Poderia dizer que nossa juventude foi
conturbada, mas é mentira. Sempre fomos privilegiados, ainda que não
necessariamente ricos. Nosso relacionamento é que foi conturbado, intenso,
cheio de altos e baixos típicos de quem é muito jovem.
A começar pela nossa primeira vez. Você
bebeu para tomar coragem, e dormiu. Eu não tinha muita experiência, embora
tivesse mais do que você. Fiquei a te admirar, dormindo no chão da sala dos
seus pais, sob a luz da lua. Um silêncio, e eu sem saber se ia embora, se te
acordava, se simplesmente ficava ali.
Depois seus pais me levaram em casa. E eu
voltei mais e mais vezes. Tantos anos. 6 anos. Uma eternidade quando se é
jovem. Eu achei que minha juventude tinha acabado quando nos separamos. Ainda
na faculdade, achamos uma sala vazia para conversar. Dissemos as mesmas coisas,
derramamos as mesmas lágrimas, e foi cada um para um lado, sabendo que ainda
teríamos tempo ali, naqueles corredores, naquelas salas, para nos encontrarmos
todos os dias.
Na cantina, no ponto de ônibus, sempre um
sorriso triste e um aceno. E depois aqueles deslizes, as fofocas, as traições,
as brigas, as mentiras. Nunca conheci alguém que mentisse tanto e tão mal.

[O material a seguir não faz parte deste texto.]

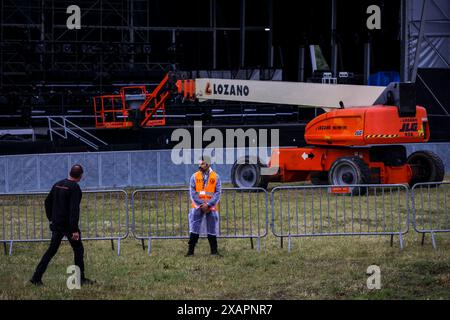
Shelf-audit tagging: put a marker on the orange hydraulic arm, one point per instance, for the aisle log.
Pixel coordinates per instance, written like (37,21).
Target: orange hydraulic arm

Sempre li dentro dos seus olhos, e você sabia que eu sabia. Mentia e sabia que
eu sabia. Tinha vergonha, mas mentia do mesmo jeito.
Pensando nisso agora, consigo lembrar de
tudo. De quando você roubou uma mulher de papelão de uma banca de jornais, capa
de uma revista de mulheres nuas, para “decorar” seu quarto. Você e todos os
amigos tiraram fotos com a mulher de papelão. Ridículos. E eu ria de tudo.
Depois também chorei de tudo. De quando
você viajou sem mim e voltou com fotos estranhas, e eu achei os negativos onde
você estava abraçado em outra. Ou quando você me apresentou à outra. E eu tinha
uma faca de caça na bolsa e quis usá-la em você. Chorei porque você me fez ter
vontade de matá-lo. Chorei porque você me magoou. Chorei porque você era tão
egoísta que não foi capaz de perceber tudo isso. E então ouvi de você: “você
não pára de chorar, não aguento mais!”.
Nunca as coisas poderiam ser lindas e
perfeitas porque nossas vidas não eram um filme. Eu fiz questão de ensinar meu
filho e meu neto a nunca magoarem ninguém, principalmente as mulheres que eles
amassem ou achassem amar. Creio ter conseguido, mas não sei se um dia saberei.
Creio que consegui porque meu marido nunca me magoou propositalmente. Sempre
pediu desculpas por qualquer deslize, o mínimo que fosse. Sempre preocupou-se
em mostrar que me amava, durante todos os dias que estivemos juntos. Muito mais
dias do que todos aqueles 6 anos em que estive com você.
Mas quando somos velhos não acreditamos
mais em eternidade. E nem a sentimos.